Federal law has long required that when a suspect is arrested on federal charges, the arresting officer bring him before a magistrate judge as soon as reasonably possible.
In two cases, McNabb versus United States and Mallory versus United States, this Court has held that if arresting officers violate this law, any confession the suspect may give during the unreasonable delay is excluded from evidence and this is known as the McNabb-Mallory rule.
In 1968, Congress considered changing the McNabb-Mallory rule as well as overruling our decision in Miranda versus Arizona and it passed 18 U.S.C. Section 3501.
And the question in this case is whether 3501 did a way with McNabb-Mallory altogether or merely limited its application.
The issue arose here because petitioner Corley confessed to a bank robbery nine and a half hours after his arrest but before being brought before a magistrate.
The Third Circuit held his confession admissible concluding that Section 3501 eliminated McNabb-Mallory entirely, we disagreed.
Section 3501 is not a model of clarity.
Section 3501(a) says that any voluntary confession is admissible in evidence.
But subsection 3501(c) says that no confession shall be inadmissible solely because of delay unless the delay exceeds six hours.
If subsection (a) meant what it literally said, subsection (c) would be entirely superfluous because (a) would make any voluntary confession admissible regardless of whether they occurred within six hours of the arrest.

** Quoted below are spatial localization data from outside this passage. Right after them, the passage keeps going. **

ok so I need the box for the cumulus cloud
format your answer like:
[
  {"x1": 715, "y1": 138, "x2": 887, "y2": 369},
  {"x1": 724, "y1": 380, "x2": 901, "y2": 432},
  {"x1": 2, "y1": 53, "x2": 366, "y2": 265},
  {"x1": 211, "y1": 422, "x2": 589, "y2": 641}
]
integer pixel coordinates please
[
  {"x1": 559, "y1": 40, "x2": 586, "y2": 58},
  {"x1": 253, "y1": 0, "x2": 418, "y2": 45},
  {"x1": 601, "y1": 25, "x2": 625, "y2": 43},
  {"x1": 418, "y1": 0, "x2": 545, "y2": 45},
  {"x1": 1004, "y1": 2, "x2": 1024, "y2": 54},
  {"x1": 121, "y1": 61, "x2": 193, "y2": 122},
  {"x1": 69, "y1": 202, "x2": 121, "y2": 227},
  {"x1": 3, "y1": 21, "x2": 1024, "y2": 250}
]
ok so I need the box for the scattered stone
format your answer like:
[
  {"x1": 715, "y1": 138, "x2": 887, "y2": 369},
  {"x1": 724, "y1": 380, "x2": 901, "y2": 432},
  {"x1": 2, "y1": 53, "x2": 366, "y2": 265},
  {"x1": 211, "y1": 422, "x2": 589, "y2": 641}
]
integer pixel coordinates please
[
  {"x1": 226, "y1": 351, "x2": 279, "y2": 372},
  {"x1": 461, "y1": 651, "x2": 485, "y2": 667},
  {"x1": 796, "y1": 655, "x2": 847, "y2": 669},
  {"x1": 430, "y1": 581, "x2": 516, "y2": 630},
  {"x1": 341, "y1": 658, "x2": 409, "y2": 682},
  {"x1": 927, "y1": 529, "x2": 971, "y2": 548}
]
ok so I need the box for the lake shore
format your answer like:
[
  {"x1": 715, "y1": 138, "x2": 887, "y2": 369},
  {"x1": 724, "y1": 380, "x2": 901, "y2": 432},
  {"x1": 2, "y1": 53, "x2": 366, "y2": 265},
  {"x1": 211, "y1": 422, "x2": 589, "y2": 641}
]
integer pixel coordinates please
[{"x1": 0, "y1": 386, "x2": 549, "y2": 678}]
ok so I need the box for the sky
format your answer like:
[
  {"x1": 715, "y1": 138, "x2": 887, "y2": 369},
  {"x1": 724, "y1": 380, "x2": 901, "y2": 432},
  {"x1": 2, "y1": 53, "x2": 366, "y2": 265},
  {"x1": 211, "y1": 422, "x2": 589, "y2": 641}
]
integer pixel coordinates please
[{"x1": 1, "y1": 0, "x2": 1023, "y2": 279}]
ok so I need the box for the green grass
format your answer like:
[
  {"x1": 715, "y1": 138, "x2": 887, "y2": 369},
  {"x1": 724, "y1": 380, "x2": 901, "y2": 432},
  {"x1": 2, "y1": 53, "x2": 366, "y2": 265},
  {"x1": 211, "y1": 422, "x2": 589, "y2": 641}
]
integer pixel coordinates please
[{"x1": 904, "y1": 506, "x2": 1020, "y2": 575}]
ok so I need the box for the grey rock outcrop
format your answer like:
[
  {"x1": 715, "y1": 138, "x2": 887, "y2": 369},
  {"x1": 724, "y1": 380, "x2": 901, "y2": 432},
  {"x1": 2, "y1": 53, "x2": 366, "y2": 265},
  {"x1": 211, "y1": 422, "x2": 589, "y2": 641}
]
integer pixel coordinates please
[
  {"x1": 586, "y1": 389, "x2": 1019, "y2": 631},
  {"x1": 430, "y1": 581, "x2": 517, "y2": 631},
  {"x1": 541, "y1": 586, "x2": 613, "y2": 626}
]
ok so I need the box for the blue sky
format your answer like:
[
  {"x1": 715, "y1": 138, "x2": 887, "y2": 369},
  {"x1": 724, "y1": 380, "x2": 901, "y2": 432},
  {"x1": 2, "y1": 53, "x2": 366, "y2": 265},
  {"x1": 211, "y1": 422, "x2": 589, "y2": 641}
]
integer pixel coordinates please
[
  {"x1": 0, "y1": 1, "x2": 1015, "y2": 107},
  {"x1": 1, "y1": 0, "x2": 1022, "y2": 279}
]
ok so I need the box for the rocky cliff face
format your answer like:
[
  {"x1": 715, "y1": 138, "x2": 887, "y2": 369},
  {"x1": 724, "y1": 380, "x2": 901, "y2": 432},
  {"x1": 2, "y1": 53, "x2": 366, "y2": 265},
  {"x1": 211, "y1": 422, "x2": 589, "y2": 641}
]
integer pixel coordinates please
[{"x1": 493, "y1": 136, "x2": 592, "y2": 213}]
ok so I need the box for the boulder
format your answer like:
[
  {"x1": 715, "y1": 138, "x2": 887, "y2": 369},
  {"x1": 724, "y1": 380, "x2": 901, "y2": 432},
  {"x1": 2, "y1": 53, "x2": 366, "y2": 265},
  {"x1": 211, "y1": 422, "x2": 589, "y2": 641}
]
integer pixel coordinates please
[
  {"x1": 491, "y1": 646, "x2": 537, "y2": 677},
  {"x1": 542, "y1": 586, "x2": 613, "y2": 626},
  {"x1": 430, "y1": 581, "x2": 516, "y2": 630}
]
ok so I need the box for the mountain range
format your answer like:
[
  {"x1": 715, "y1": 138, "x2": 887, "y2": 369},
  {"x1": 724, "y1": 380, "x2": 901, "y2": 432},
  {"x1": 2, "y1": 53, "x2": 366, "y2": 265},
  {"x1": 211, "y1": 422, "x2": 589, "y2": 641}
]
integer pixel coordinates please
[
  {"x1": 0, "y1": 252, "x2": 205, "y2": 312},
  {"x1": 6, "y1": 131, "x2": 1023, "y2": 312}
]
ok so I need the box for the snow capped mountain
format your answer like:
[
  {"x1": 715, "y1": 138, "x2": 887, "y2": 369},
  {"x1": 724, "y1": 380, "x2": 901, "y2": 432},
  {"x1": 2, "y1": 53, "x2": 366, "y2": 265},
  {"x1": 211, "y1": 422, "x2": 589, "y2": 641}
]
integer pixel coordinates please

Giving (a) its literal scope would also eliminate some rules of evidence as it would make any voluntary confession admissible even if it were, for example, hearsay or protected by attorney-client privilege.
We therefore read subsection (a) as doing nothing more than attempting to overrule Miranda and (c) is limiting McNabb-Mallory to confessions given over six hours after arrest.
Section 3501's legislative history confirms that this is what Congress intended and this reading ensures that the federal requirement of presenting an arrestee to a magistrate promptly retains some teeth.
Now, we vacate and remand so the Third Circuit can apply the proper interpretation of Section 3501.
Justice Alito has filed a dissenting opinion in which the Chief Justice and Justices Scalia and Thomas joined.